How do we reconcile the contrasting realities of two holidays occurring in and defining the same month? February brings Valentine’s Day as well as Black History Month. One holiday is riddled with love and warm feelings, the other recognizes a struggle against hate.
The themes of romance brought about by a flowers-and-candy celebration of relationships don’t seem to be confined to one month on a calendar, unlike the observances of Black History Month often are restricted to.
Professor of History, Bernardo Michael, realizes the importance of not confining the recognition of the work African Americans have contributed over the years. “The danger of such month focused celebrations is that they might only last one month. What happens after Black History Month ends? Learning to desegregate and decolonize oneself by confronting one’s inherited histories, biases, and denials is a year-long and life-long process,” said Michael.

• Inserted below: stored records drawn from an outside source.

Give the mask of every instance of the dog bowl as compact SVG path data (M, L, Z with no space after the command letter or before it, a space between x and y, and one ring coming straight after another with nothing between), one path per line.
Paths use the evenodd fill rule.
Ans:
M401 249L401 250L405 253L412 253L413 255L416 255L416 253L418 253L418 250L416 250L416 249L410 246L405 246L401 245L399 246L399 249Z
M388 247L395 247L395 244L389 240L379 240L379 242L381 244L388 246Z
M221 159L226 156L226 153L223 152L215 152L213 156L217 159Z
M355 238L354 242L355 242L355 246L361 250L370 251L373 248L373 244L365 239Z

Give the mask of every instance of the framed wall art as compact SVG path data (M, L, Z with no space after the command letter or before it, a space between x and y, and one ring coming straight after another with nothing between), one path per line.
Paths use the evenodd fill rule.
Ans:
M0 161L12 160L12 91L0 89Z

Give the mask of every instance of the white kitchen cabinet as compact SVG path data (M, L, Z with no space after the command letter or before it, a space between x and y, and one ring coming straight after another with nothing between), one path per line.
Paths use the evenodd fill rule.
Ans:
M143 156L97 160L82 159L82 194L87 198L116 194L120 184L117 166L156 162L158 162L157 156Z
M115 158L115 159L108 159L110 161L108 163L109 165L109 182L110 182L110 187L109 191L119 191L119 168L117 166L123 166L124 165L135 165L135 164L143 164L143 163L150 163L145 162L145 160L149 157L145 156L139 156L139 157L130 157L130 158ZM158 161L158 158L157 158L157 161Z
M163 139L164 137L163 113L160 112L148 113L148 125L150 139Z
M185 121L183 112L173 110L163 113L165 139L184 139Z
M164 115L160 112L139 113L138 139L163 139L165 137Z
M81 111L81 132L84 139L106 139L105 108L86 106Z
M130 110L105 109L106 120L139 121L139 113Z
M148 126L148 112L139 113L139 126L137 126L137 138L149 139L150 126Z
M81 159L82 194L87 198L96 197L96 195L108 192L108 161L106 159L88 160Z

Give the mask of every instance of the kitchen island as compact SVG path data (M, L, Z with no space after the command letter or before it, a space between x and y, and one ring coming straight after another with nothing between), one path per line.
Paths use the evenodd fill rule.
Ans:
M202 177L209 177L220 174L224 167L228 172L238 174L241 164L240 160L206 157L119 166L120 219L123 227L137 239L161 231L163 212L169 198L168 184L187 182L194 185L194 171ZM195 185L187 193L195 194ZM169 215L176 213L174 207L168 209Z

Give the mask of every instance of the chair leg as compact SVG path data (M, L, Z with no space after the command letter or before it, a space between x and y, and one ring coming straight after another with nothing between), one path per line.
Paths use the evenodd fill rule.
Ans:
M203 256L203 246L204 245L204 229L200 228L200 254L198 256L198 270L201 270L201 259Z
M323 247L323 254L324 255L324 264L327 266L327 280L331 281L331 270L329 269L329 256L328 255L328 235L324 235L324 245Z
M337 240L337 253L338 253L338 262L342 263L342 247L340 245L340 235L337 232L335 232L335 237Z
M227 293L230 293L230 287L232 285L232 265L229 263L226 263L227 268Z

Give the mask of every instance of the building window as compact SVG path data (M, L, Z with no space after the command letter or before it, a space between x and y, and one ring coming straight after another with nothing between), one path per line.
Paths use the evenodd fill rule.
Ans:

This life-long process that gained momentum in the 1950s and largely due to a man that we celebrated last month, Martin Luther King Jr., is facing a milestone year. It was 50 years ago that King was assassinated. This anniversary causes many to reflect on where America has come since the civil rights movement, as well as where we still have yet to go.
“There have certainly been some advances—growing awareness of the need to address race, a growing chorus of voices at many levels calling out for integration, racial equality, and justice. But there can be no lowering of our guard,” said Michael.
For Professor of American History, James LaGrand, the picture of race relations and racial justice over the course of history is incredibly complex. “While freedom and equality are principles that America takes pride in, the system is deeply flawed. I think the great sociologist Orlando Patterson characterized it well, calling the recent period both ‘the best of times and the worst of times’ for African Americans,” said LaGrand.
Sophomore Alexis Robinson believes that many injustices and inequities that are now illegal are still happening in ways that are not as overt. She acknowledges there is still a long way to go. “I am blessed, as a biracial woman, to be able to get a college-level education, and that is a testimony to how far we have come. The problem is that this is not the norm,” said Robinson.
Assistant Professor of Theology, Drew Hart has seen evidence of the flawed system in our surrounding community. He discussed how the funding for public schools gets unequally distributed. “In Pennsylvania, most of the funding [for schools] is from the state, only about 8% is funneled through a fair funding formula, and about 92% is arbitrarily distributed. There’s a lot of research shown that it’s very racist in how it’s being distributed. If PA actually used its fair funding formula, Harrisburg, which is a majority black city, would actually get around $30 million more per year,” said Hart.
In a country where over 50 years since the civil rights movement, black men are still 12 times more likely to receive prison sentences for drug-related offenses than white men, even though white and black people sell illegal drugs at almost the same rate, equality seems far away (ibtimes.com).
“I don’t believe that perfect justice or equality or perfect anything can be achieved this side of glory. It’s the nature of our world. Of course, we should still work for even gradual and partial change towards the good,” said LaGrand.
“I’m both realist and hopeful. Human beings are extremely selfish, but I believe that, in God, Jesus has broken into our world and that ultimate victory is inevitable. We are invited to wait for the kingdom to come, but it is also right here, right now and we can lean into that. We do see small victories and folks coming together and trying to build beloved community in their own neighborhoods,” said Hart.
To truly reconcile a month extolling love as well as highlighting struggle and healing, we must expand our view of love as more than a bouquet of roses or box of chocolates. Author and social critic, James Baldwin pinpointed the love that brings reconciliation. “Love takes off the masks that we fear we cannot live without and know we cannot live within. I use the word ‘love’ here not merely in the personal sense but as a state of being, or a state of grace – not in the infantile American sense of being made happy but in the tough and universal sense of quest and daring and growth,” said Baldwin (The Fire Next Time).
Black History Month brings forth a sense of pride and hope for many African Americans. “I think this deep persevering hope is something that is contagious. It’s not just a wishful thinking hope, it’s an embodied hope. We seek to be the very hope that we are looking forward to,” said Hart.